De context waarin de hedendaagse geesteswetenschappen functioneren, is dus volop in verandering. Dat betekent echter niet dat deze geesteswetenschappen niet langer voor de ontsluiting – en overdracht – van cultuur staan. De beoefenaars van deze wetenschappen richten zich nog steeds op teksten en beelden, en op de vraag hoe daarin betekenis wordt gecreëerd. Zij onderzoeken nog steeds de wijze waarop waarde wordt toegekend. Zij doen dat nog steeds vanuit een uitdrukkelijk historisch perspectief. Maar zij beschouwen cultuur niet langer als een geheel met universele waarde of als een coherente eenheid. Cultuur is voor de hedendaagse beschouwer – hoe kan het ook anders in deze wereld? – gedifferentieerd, ‘etnisch verzuild’, versplinterd.

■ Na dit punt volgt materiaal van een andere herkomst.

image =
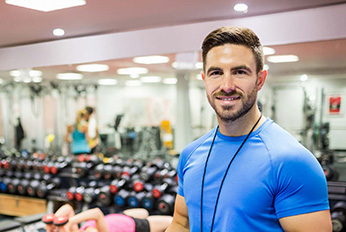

Dat alles heeft de voorbije decennia geleid tot grote beweging op het veld van de geesteswetenschappen. Er was sprake van radicale vernieuwing binnen bestaande tradities: de door Chomsky gerevolteerde taalkunde, de introductie van de semiotiek in de literatuurwetenschap, de volkskunde, die zich ontwikkelde tot een breed opgezette en antropologisch geïnspireerde studie van de materiële (populaire) cultuur. Er werd gereorganiseerd en gefuseerd, zelfs tot ‘algemene cultuurwetenschappen’ toe. Er werd samenwerking gezocht en gevonden met niet-geesteswetenschappelijke disciplines: de cognitiewetenschap, met inbreng van de neurowetenschap, en de archeologie, waarin allerlei technieken uit de meest uiteenlopende natuurwetenschappen werden geïntroduceerd. Er werden nieuwe mogelijkheden tot cultuurontsluiting verkend, in een interculturele context en met behulp van nieuwe instellingen, onder meer op museaal vlak. Op die manier ontstond een golf van aanpassingen en vernieuwingen in het geesteswetenschappelijke veld.6

De meest opvallende getuigen daarvan waren in eerste instantie de transdiciplinaire studies die vanaf de jaren 1970 ook in Nederland, veelal onder invloed van ontwikkelingen aan Amerikaanse universiteiten, ontstonden. Het ging om pogingen – in onderzoek en onderwijs – een tot dan toe in de geesteswetenschappen weinig bestudeerde realiteit op een geïntegreerde wijze te belichten. De mediastudies groeiden uit de oudere film- en televisiewetenschap, die in de jaren 1980 een historisch karakter kreeg (in plaats van de oorspronkelijke taalkundige en semiologische dominantie) en later met de studie van de fotografie en de digitale media werd verruimd. Zij kregen de voorbije jaren een plaats in de academische wereld. Voor de culturele studies was dat al langer het geval. Zij hadden zich vanuit de kritische theorie verbreed tot een transdisciplinaire studie, waarin het cultuurbegrip niet alleen werd verruimd, maar ook in verband werd gebracht met de analyse van machtsverhoudingen. Dat gold eveneens voor de genderstudies, waarin de studie van de constructie van geslachtsverschillen uitgroeide tot een autonoom en sterk institutioneel verankerd vakdomein. Naast de media-, de culturele en de genderstudies kwamen overigens ook de minder opvallende regiostudies tot ontwikkeling.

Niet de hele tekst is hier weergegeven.